Nicole Gerszberg
There is no explanation I can provide for what occurred in the McClain Auditorium on Feb. 5. As one of the participants who danced, screamed and milked a cow onstage in front of the majority of the student body, I can honestly say that I was under the spell of hypnosis.
Although I was physically aware of my surroundings, my emotions and actions complied with the commands of Tom DeLuca. His soothing words brought me, along with the rest of the participants, into a state of complete relaxation in which his “suggestions” were followed to the fullest extent.
I remember many of the activities in which I partook, such as smelling shoulders, eating ice cream, driving a Ferrari and other bizarre occurrences. The two times that DeLuca said “New York,” I ran from my seat, grabbed the microphone, screamed in a rather terrifying voice, “I am Tinkerbell. Fear the fairy,” and then proceeded to fly back to my seat.
Looking back, I remember waiting for DeLuca’s cue without even thinking about how random or weird his request was. This, in fact, was the element that kept the show together. Whether the audience was chanting for the Mamaroneck Mercenaries (I still wonder where that mascot came from) or watching the resuscitation of two very special apples, it was the obscurity of participants’ actions that made the show a success. Under normal circumstances, no one in his or her right mind would have done what we did onstage, but while hypnotized, we honestly didn’t know better.
Even while I was hypnotized, I watched a very similar show to that of the audience. I laughed when Jack Miller ’10 was hit by a “500-pound” sponge, and I watched up close the confusion on the face of Matt Gray ’10 when he turned around to find a woman from the audience standing across from him.
During the hour and a half I sat on the stage, I remained in a relaxed state of mind, unlike any other I’ve experienced before. Until the moment I heard DeLuca snap and lead me from center stage, where I’d been dancing, toward my chair, I had been fully unable to control my actions.

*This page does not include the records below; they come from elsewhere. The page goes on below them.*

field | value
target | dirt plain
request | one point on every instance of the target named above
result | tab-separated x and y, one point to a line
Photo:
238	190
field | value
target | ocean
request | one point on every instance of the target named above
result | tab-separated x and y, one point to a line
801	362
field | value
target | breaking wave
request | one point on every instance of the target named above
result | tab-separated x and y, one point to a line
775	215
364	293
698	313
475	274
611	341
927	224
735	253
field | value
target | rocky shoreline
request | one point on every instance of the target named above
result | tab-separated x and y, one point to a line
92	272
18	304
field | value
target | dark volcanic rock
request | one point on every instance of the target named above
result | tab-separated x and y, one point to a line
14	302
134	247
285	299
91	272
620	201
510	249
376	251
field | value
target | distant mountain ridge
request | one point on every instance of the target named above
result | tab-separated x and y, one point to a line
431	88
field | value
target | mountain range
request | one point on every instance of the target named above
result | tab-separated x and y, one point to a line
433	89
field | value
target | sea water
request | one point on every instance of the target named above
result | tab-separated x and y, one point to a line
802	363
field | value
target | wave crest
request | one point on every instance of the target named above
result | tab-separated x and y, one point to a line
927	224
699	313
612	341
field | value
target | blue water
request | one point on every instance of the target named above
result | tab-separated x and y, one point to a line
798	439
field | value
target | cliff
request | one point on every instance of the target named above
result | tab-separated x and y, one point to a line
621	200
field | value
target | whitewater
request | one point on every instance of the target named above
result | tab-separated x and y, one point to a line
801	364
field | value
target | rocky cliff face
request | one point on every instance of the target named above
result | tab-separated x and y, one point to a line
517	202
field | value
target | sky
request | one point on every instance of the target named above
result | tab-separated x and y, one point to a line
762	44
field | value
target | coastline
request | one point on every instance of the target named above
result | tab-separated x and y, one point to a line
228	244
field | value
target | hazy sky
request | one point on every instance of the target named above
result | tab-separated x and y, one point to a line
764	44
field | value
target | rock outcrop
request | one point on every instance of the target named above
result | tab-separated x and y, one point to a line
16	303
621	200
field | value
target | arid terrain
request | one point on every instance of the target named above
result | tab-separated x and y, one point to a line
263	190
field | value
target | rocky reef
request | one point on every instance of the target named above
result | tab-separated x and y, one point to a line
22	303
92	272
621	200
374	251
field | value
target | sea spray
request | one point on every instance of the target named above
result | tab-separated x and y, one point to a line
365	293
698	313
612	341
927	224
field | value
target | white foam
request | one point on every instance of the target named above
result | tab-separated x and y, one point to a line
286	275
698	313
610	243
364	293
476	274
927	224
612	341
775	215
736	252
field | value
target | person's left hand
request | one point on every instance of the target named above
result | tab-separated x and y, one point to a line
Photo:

Although I cannot describe the remarkable feeling of being hypnotized, I am still able to appreciate its power. I learned what it is like to let go of all limitations; I bonded with an entire audience (who doesn’t like Train or dancing like a maniac when you think no one’s watching?), and now that I’ve listened to my shoe, casted an imaginary fishing rod and flew like Tinkerbell, I know that nothing is impossible.